Il n’y a jamais de culture sans nature, et de nature sans culture. L’UNESCO en faisant évoluer et parfaire sa définition de la culture, l’ICESCO aussi, à travers ses textes référentiels. De l’une comme de l’autre, une notion de culture évolutive, comprenant les valeurs, les convictions, les pratiques et les objets matériels qui conditionnent la production et la reproduction de biens et de services tangibles et intangibles nécessaires pour satisfaire les besoins et répondre aux attentes. Bien des éléments qui montrent l’immanence de celle-ci et sa capacité à prévoir les changements pour davantage s’y adapter. Agir en amont certes, de façon physique, technique, scientifique et matérielle, sans doute, mais se rendre sensible davantage aux comportements humains. Certains spécialistes feront remarquer, à juste titre, que la résolution de ces problèmes environnementaux globaux dépendra, entre autres, des valeurs humaines autant de l'expertise scientifique. Partant, la culture devra anticiper ce qu’elle pourra apporter à l’adaptation aux environnements, malgré certaines réticences ici et là, à ce sujet.

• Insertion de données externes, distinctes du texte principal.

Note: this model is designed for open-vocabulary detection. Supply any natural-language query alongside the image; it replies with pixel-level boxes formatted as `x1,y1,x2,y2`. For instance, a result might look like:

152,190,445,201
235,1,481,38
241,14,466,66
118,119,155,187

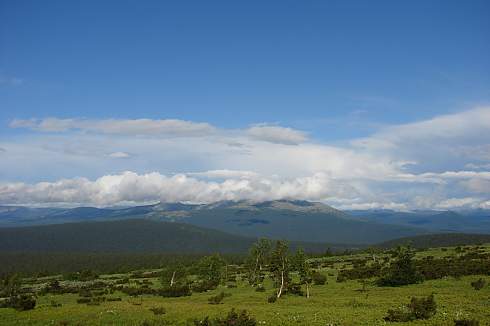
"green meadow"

Faudrait-il adapter notre question sur : « Mutations climatiques et patrimoine vert » à l’ensemble de textes et des ouvrages qui traitent d’un problème ayant trait, en même temps, à l'histoire écologique, l’écocritique, les théories et sciences culturelles, l'anthropologie, la sociologie et la psychologie sociale. L’approche humaniste nous servira à rappeler, relativement à ce changement climatique global, un débat nécessaire sur les responsabilités éthiques, les attitudes et les valeurs appropriées à ces changements.


Plus largement pour les établissements culturels, saisir la question sous l’angle des infrastructures matérielles et sociales, par l’amélioration des structures physiques, la protection contre les inondations, par les fleuves à grande crue et contre la mer, en cas de fortes tempêtes. Ou alors, par les changements des structures sociales, comme il en est des migrations provoquées par les grandes sécheresses ou inondations, dans certaines régions des changements climatiques. Nombreuses planifications des changements sont en cours dans la santé publique, l’économie, les finances, les assurances… Mais la perspective est plus générale quand il est question de l’adapter, plus généralement, aux évènements naturels catastrophiques et des réformes des infrastructures matérielles et sociales concernées. Il s’agit de réinventer la question du rôle des facteurs culturels, et de la culture, en relation et en rapport aux changements climatiques, en plus de la manière selon laquelle les croyances, les valeurs, les pratiques et les habitudes, ainsi que les techniques et les éléments matériaux des cultures, peuvent être en interaction avec les comportements des individus et des groupes sociaux à l’épreuve des défis posés par les effets du changement climatique. Il est proposé ici que l’éclaircissement des facteurs culturels qui contribuent à la vulnérabilité et à la résilience des sociétés pourrait nous fournir des approches supplémentaires significatives pour consolider la capacité des populations à faire face aux difficultés prévisibles sous l’effet du changement climatique.


Voilà un thème récurrent, celui des changements climatiques, qui s’imposera à la culture et aux politiques culturelles pour le développement durable, les années à venir durant, dont il faudrait trouver les moyens d’anticipation, et les réponses proactives, maintenant que la dégradation climatique se fait ressentir amplement et répercuter sur l’ensemble des secteurs culturels et patrimoniaux.